Invantive Cloud offers access through OData to dozens of (cloud) platforms. We use OData version 4.01 with extensions from the next 4.02 version.
By default, Power BI requests the value of all fields. However, often a value is missing. The column name plus a value “null” is then returned.
With a small modification to the OData.Feed
statement in the Power BI Advanced Editor, the download can be accelerated and also significantly reduced in volume by removing the overhead of missing values and their column names.
Customizing OData.Feed
in Power BI Advanced Editor.
An OData.Feed
statement looks like this in the Advanced Editor:
let
Source = OData.Feed("URL", null, [Implementation="2.0"]),
By adding , ODataVersion=4, OmitValues=ODataOmitValues.Nulls
and immediately also setting a higher timeout as described in Avoid timeout error on Power BI OData download and applying Link downloads to Power BI data sets you then get:
let
Source = OData.Feed("URL", null, [Implementation="2.0", ODataVersion=4, OmitValues=ODataOmitValues.Nulls, Headers=[Referer = "change-to-your-unique-id-for-the-source" ], Timeout=#duration(0,4,0,0)]),
Faster and Smaller OData Downloads Outside of Power BI
It is also possible to make use of the faster and smaller downloads outside of Power BI by omitting missing values and the corresponding column names.
For this purpose, the following HTTP headers should be set:
-
OData-MaxVersion
to the value4.0
. - Prefer
to the value
omit-values=nulls`.
Invantive Bridge Online will then set the value omit-values=nulls
in the HTTP header Preference-Applied
in the data set to confirm the request.
Measurements
A number of measurements were performed to determine the impact of omitting the missing values.
Table | Size before (KB) | Compressed size before (KB) | Size after (KB) | Compressed size after (KB ) |
---|---|---|---|---|
Dummy.Demo.Persons | 829 | 101 | 428 | 71 |
REST: TransactionLinesIncremental | 6,738 | 710 | 4,531 | 652 |
REST: TransactionLinesBulk | 15,104 | 1,857 | 9,971 | 1618 |
XML: GLTransactionLines | 371,791 | 33,537 | 6,758 | 388 |
Twinfield | 1200 | 80 | 75 | 6 |
The first table is a simple table with personal data and limited denormalization.
The other three tables each contain the same approximately 6,000 general ledger lines from the Exact Online accounting package.
The measurements show that tables based on a well-normalized data model have relatively little gain in download size (15-30% lower for Persons
and TransactionLinesIncremental
).
Similarly, the table TransactionLinesBulk
with relatively large amounts of denormalized data will be only 15% smaller. This is consistent with the expectation that the compression algorithm will merge the duplicate data by denormalization to a certain level.
However, for the table GLTransactionLines
the gain is enormous. This is a “sparse” table with many fields without values. Due to lacking definitions in the Exact Online metadata definitions (XSD), it is not known which fields are actually present with a value and very many fields will be returned while only a relatively small number are filled. The compression does ensure that the duplicate data is merged as much as possible, but a generic compression algorithm runs into its limits here.
The download by omitting redundant empty field values leads to an almost 100x smaller download for the XML format.
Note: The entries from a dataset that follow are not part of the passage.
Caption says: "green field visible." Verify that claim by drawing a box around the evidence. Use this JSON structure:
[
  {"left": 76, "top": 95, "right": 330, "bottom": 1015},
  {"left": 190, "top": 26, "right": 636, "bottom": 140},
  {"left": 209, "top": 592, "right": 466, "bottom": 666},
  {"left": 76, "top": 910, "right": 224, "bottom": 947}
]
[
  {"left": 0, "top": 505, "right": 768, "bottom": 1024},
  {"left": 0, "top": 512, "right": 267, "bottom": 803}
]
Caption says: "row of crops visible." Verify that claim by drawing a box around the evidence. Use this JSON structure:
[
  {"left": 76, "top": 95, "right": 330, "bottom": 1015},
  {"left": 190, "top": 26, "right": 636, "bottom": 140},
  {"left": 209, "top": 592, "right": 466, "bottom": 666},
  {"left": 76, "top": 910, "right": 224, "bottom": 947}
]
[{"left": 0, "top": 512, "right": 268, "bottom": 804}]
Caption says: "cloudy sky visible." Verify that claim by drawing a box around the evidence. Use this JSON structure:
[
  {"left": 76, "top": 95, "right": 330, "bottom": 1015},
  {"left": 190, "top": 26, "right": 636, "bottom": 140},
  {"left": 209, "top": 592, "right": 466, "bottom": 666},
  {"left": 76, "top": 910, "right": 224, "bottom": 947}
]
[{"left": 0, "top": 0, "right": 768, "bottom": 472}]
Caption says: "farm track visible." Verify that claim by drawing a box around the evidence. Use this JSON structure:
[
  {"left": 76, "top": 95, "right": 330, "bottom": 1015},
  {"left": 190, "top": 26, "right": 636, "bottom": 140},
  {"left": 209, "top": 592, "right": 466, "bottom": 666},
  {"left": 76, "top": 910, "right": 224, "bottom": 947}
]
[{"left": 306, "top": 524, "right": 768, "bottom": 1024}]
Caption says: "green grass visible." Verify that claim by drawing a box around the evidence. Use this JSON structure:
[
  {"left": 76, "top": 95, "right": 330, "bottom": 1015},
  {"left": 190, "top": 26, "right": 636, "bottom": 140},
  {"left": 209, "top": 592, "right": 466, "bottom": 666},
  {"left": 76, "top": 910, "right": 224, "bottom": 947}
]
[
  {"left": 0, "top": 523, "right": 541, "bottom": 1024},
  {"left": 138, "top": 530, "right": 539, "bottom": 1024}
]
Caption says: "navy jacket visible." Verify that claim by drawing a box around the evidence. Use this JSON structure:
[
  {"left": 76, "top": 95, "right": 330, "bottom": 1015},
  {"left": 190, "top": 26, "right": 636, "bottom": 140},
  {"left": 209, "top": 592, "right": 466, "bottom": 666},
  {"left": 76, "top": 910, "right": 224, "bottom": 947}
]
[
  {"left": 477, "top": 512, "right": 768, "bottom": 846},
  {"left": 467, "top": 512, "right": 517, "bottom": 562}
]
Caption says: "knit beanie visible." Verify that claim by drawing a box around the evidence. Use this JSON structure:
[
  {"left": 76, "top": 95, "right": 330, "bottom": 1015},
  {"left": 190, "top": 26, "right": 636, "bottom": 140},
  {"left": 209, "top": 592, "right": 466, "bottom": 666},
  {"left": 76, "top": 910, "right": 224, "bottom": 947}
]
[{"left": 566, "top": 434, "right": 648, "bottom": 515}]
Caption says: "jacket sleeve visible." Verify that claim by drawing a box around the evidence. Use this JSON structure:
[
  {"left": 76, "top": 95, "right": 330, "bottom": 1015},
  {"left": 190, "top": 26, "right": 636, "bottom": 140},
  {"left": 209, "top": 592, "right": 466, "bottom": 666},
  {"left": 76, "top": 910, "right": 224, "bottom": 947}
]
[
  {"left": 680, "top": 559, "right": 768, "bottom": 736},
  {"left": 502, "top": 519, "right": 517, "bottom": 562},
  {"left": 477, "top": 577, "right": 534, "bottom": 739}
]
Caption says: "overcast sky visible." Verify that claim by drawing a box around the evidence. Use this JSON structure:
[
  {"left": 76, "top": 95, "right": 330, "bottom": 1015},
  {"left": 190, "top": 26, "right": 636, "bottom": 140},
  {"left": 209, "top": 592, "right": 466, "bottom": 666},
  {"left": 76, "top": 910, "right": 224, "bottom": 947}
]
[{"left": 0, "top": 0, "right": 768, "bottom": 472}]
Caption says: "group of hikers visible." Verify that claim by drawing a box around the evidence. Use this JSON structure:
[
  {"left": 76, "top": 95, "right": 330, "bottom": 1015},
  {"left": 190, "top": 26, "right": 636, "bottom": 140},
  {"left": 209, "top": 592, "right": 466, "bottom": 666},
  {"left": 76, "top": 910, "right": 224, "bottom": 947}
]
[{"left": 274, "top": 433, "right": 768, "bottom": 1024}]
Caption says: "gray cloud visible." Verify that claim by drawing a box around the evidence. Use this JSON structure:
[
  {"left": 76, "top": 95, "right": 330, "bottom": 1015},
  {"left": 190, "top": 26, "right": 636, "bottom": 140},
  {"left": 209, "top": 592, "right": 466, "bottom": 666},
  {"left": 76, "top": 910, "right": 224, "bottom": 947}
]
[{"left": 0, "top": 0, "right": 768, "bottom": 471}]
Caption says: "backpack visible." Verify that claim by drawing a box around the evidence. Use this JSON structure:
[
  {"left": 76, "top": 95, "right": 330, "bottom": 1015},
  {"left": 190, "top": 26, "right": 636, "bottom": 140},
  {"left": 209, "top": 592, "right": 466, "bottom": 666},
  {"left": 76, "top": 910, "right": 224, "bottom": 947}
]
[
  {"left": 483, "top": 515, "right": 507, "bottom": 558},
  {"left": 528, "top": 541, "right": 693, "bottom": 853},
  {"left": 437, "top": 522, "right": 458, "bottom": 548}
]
It is quite measurable that after this optimization, the table TransactionLinesBulk
suffers relatively from the denormalized nature. It is and remains over 2x as large as the incremental download table and about 4x as large as the (somewhat more limited in terms of meaning elements) XML version of the general ledger transactions.
In general, all tables would still benefit from support for the Brotli compression protocol by Power BI and honoring of ETag and Cache-Control HTTP response headers by Power BI. This could reduce the amount of network traffic by about 10% for production use and a factor of 10 for development work by data specialists.
Availability
The new optimization capabilities can be added now without risk.
The release supporting the new optimization capabilities is expected to be in production by January 21, 2022.